特筆すべきことはいろいろとあるが、あえて挙げるのならばこの3点。2年振りの全国ツアーのファイナル公演であること、総じて舞台演出が素晴らしかったこと、そして全国ツアーを経てReoNaのお歌とバンドメンバーによるパフォーマンスがまた一段と進化を遂げたことである。筆者は初日の横浜公演も目撃しているが、“These Days"を重ね、それはさらに強度を増していた。
ライブ前・後に繰り返し流れた「These Days」
今回のツアータイトルの"These Days"(直訳すると“最近”や“このごろ”)は、ボン・ジョヴィの楽曲から準えたであろうものだということが、ライブ前・後に繰り返し流されているBGMから想像される。余談だが、ポール・マッカートニーにも「One Of These Days」という曲が、Rudimental にも「These days」という曲があり全部名曲だ。その中でボン・ジョヴィの「These Days」を選んだ理由は、豊かなメロディと、“それでも”生きていくんだという歌詞の内容にあるだろう(検索すると和訳したサイトがいくつか出てくるので、気になった方はぜひ調べて欲しい)。

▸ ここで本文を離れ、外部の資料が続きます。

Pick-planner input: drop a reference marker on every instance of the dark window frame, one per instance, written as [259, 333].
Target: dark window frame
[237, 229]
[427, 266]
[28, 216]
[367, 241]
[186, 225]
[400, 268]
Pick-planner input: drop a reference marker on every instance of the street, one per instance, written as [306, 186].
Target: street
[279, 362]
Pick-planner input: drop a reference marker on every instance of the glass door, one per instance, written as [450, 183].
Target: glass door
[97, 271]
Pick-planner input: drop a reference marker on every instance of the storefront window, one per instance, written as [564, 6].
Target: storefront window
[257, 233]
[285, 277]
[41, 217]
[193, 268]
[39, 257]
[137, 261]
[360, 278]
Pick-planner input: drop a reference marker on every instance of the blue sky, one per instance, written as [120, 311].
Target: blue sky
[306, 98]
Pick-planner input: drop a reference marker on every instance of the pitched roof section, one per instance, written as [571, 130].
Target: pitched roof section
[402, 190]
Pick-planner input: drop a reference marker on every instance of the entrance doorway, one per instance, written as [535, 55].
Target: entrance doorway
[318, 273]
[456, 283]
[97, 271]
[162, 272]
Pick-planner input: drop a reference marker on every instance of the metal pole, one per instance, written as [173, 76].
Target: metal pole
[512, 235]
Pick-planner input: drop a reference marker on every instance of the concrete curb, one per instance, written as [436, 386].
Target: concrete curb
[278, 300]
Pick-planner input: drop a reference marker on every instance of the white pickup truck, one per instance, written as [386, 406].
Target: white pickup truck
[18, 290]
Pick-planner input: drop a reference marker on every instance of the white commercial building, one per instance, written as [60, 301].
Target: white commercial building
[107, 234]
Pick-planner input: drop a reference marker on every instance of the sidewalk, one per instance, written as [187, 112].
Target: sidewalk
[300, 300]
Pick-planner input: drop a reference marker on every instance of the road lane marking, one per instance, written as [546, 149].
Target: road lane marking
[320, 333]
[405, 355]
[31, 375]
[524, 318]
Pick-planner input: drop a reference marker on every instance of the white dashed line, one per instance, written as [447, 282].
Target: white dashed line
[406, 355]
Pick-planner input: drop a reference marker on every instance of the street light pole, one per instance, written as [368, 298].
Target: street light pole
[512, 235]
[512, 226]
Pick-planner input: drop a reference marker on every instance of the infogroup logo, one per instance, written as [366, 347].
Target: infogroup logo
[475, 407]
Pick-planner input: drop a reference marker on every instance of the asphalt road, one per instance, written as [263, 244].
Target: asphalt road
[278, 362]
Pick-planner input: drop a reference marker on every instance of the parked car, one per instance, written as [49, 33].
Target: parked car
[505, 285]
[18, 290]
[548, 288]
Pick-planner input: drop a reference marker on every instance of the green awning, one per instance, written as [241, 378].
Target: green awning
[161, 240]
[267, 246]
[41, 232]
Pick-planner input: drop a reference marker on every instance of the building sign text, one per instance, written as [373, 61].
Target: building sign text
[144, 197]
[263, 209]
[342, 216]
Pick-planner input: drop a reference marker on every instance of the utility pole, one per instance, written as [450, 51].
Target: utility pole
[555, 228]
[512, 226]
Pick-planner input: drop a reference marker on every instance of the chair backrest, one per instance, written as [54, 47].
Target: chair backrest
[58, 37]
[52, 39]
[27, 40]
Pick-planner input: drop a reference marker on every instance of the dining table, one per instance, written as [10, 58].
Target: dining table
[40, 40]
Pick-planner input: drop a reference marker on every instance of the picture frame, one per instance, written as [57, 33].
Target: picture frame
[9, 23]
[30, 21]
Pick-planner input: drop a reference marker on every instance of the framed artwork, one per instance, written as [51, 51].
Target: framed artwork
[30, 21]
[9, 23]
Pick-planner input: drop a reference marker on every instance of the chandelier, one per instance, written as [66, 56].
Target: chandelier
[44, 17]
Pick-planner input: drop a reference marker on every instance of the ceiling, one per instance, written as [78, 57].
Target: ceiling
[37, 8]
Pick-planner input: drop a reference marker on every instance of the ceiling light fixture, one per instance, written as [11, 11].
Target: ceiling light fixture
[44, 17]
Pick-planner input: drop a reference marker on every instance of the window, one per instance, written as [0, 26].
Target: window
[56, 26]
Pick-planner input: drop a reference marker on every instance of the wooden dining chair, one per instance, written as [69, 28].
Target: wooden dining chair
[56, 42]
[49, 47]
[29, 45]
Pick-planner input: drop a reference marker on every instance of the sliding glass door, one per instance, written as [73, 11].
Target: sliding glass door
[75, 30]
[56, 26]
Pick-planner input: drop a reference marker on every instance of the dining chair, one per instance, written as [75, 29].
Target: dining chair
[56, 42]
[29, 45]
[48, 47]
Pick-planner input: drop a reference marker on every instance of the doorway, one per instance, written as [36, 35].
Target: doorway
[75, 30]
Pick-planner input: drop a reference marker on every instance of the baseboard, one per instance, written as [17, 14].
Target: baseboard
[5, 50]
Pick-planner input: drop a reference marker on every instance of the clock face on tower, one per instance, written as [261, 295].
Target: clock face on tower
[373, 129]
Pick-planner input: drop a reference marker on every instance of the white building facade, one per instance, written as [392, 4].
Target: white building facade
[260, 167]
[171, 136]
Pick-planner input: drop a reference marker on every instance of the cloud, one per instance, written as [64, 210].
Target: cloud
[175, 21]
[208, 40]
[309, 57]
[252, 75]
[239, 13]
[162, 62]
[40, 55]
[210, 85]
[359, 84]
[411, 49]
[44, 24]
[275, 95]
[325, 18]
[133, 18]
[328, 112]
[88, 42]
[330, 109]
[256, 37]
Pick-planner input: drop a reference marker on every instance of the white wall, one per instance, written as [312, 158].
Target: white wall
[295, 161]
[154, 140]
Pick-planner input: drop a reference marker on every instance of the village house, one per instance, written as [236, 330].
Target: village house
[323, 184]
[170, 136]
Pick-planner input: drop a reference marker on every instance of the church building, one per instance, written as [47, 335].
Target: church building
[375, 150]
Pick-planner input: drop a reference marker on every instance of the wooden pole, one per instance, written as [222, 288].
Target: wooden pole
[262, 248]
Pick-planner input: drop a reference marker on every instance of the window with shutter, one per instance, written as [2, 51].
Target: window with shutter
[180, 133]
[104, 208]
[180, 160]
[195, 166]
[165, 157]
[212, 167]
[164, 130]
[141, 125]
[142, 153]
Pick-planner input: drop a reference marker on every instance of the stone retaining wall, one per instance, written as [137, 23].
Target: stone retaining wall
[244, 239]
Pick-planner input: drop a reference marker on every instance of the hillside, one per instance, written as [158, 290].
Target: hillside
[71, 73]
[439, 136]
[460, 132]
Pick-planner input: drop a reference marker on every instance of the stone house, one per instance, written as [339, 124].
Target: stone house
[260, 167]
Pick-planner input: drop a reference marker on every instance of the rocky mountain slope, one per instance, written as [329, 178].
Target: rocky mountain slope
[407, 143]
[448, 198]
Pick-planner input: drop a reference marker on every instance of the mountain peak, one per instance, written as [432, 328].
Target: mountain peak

「These Days」がフェードアウトすると、バンドメンバーの比田井修(ドラム)、二村 学(ベース)、高慶"CO-K"卓史(ギター)、山口隆志(ギター)、荒幡亮平(キーボード/バンマス)、そしてReoNaが独立した高台のステージにゆっくりと登っていく。コツコツ……と歩く音が最後尾の席まで響くような静寂を破ったのは、ReoNaにとって大切なはじまりのうた、神崎エルザの「ピルグリム」の“ReoNa ver.”。サビではミラーボールが明るく、眩しいほどにReoNaを照らす。観客を歓迎するかのように、客席にまっしろな光が注いだのが、次の「forget-me-not」。今ではすっかり”ソードアート・オンライン ファミリー”の一員となった彼女が、はじめてReoNaとしてTVアニメ『ソードアート・オンライン アリシゼーション』のエンディングテーマを飾った曲である。“はじめて”が続いたあとに短いMC。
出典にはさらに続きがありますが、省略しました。